UPPER LAKE – This Thursday, state education officials are expected to finalize a list of California schools that are considered “persistently lowest achieving,” with those schools facing remedies to improve performance.
The list of 188 schools, released Monday, identifies 5 percent of those lowest achieving schools based on a series of criteria derived from state and federal law, officials reported.
The schools are listed in three sections – tier one, tier two and graduation rate only.
On the tier two list – which includes middle or high schools that are eligible to receive Title I funds based on demographics such as above-average poverty – included one Lake County school, Upper Lake Middle School in the Upper Lake Elementary School District.
The only other school listed in the North Coast region was Kawana Elementary in Sonoma County's Bellevue Union Elementary School District. Tier one schools are elementary, middle or high schools that, among other things, are identified as being in Program Improvement in the 2009-10 school year.
Kurt Herndon, superintendent for the Upper Lake Elementary School District, received a letter dated Feb. 22 from California Superintendent of Public Instruction Jack O'Connell, a copy of which Herndon shared with Lake County News.
In the letter, O'Connell informed Herndon that the district may or may not have one or more schools on the list. Herndon later received a four-page explanation of the list and what it means.
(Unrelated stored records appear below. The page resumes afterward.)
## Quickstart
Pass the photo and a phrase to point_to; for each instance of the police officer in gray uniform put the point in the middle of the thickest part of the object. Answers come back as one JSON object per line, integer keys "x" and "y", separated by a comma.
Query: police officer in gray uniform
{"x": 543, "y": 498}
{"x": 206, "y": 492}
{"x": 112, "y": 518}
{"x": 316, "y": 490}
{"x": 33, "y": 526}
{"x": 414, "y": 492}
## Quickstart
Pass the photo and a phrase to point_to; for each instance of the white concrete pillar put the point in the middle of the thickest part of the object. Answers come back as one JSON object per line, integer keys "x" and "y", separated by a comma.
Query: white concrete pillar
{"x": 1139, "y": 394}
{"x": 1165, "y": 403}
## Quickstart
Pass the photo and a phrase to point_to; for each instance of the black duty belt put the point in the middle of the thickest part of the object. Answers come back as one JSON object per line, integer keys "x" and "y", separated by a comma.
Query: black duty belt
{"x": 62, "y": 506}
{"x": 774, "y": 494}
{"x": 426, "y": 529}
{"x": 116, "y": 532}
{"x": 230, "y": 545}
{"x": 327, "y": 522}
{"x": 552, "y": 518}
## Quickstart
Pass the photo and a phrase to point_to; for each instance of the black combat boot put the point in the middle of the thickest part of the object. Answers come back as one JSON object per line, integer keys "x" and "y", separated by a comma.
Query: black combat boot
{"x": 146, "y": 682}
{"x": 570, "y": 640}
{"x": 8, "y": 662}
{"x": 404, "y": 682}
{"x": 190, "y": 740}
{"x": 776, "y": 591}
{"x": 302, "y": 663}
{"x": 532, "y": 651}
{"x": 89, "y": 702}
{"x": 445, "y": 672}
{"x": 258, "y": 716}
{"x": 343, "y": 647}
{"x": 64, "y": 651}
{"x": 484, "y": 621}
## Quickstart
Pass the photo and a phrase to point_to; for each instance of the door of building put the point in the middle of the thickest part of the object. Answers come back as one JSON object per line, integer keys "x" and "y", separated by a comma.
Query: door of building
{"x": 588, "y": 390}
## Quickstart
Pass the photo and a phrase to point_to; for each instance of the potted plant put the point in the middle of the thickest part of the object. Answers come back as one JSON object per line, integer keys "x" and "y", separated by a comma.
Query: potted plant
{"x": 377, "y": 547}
“I'm in the awkward position of trying to explain something that doesn't make any sense,” said Herndon.
Herndon wrote a memorandum to his board of education to explain the situation, and also called board members.
Rachel Perry, director of the California Department of Education's academic accountability and awards division, said that identifying the 5 percent of persistently lowest-achieving schools in California is part of a multistep process that the state has to follow in accordance with three federal funding programs under the American Recovery and Reinvestment Act of 2009 (ARRA).
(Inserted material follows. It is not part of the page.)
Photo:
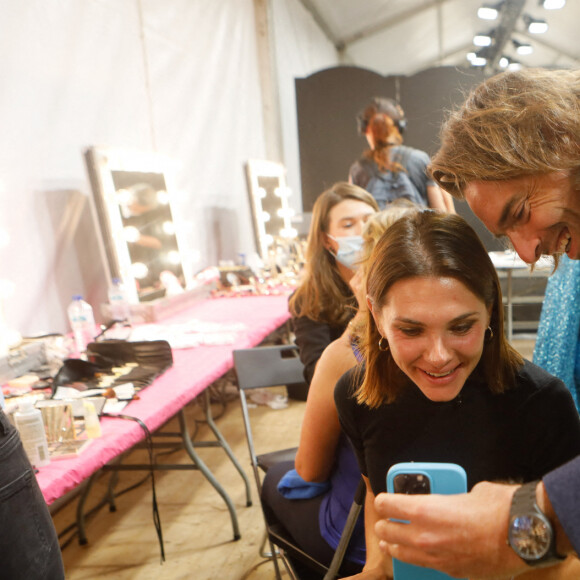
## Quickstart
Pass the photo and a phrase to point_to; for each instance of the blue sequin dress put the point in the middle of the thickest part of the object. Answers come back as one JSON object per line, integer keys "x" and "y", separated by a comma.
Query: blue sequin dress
{"x": 557, "y": 347}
Those programs are the Race to the Top, the School Improvement Grant and the State Fiscal Stabilization Fund, Perry said.
In addition, SB X 51 – state legislation authored by Sen. Darrell Steinberg (D-Sacramento) – added additional rules to help California compete in the Race to the Top, she explained.
The State Board of Education will discuss the preliminary list at its Thursday meeting, Perry said.
Perry said the US Department of Education allows states to apply for waivers of certain provisions of the federal law. She said California can apply for a waiver from having to identify lower performing schools before identifying the higher performing schools as required under the federal programs.
The State Board of Education will vote on seeking that waiver this Thursday, Perry said.
“If they vote to seek the waiver, the list will resort itself,” she said, with tier two schools like Upper Lake Middle School possibly being replaced by lower performing schools from tier one.
However, “There's still a second layer of review,” with Perry noting that the US Department of Education must approve the waivers, with the possibility that the agency could rule California doesn't qualify.
That makes it even more troubling for local districts because of the uncertainty, Perry said.
Herndon pointed out that Upper Lake Middle School isn't amongst the lowest 5 percent of schools when it comes to measures like the state's Academic Performance Index.
The school's 2009 API was 666, 12 points below its target score, according to state records. In 2008 the school scored 678, with a 2007 score of 672.
One of the reasons Upper Lake Middle School landed on the list was its failure to increase its API score by 50 or more points over the last three years. Perry explained that schools that didn't make that growth target were identified as low performers according to state law.
“We evaluate performance and progress,” she said.
Any schools that increased their API by more than 50 points or were at or above the state's API target of 800 points were removed from the state's analysis used to identify low performing schools, she said.
The California Department of Education reported that the schools identified as persistently lowest achieving must engage in a school intervention model as required by state and federal law.
Schools that make that final list of persistently lowest-achieving schools are required to implement one of four school intervention models: the turnaround model, which requires major school improvements that can include replacing the principal and adopting a new governance structure; a restart model, in which the school is converted or closed and reopened; the school closure model, in which the school is closed and students are enrolled in other, higher-achieving schools; and the transformation model, which also can include replacing the principal and increasing instructional time.
Herndon said the school already has worked on remedies to address performance, including the turnaround model.
Upper Lake Middle School currently has a new principal following the retirement of the previous principal, Herndon said.
“It just sounds so bad,” he said of the school's inclusion on the list.
Now that the school knows what to shoot for, he said it won't be on the list in the future.
Herndon is sure of one thing. “We are not in the bottom 5 percent of schools in California,” he said. “It's not that simple.”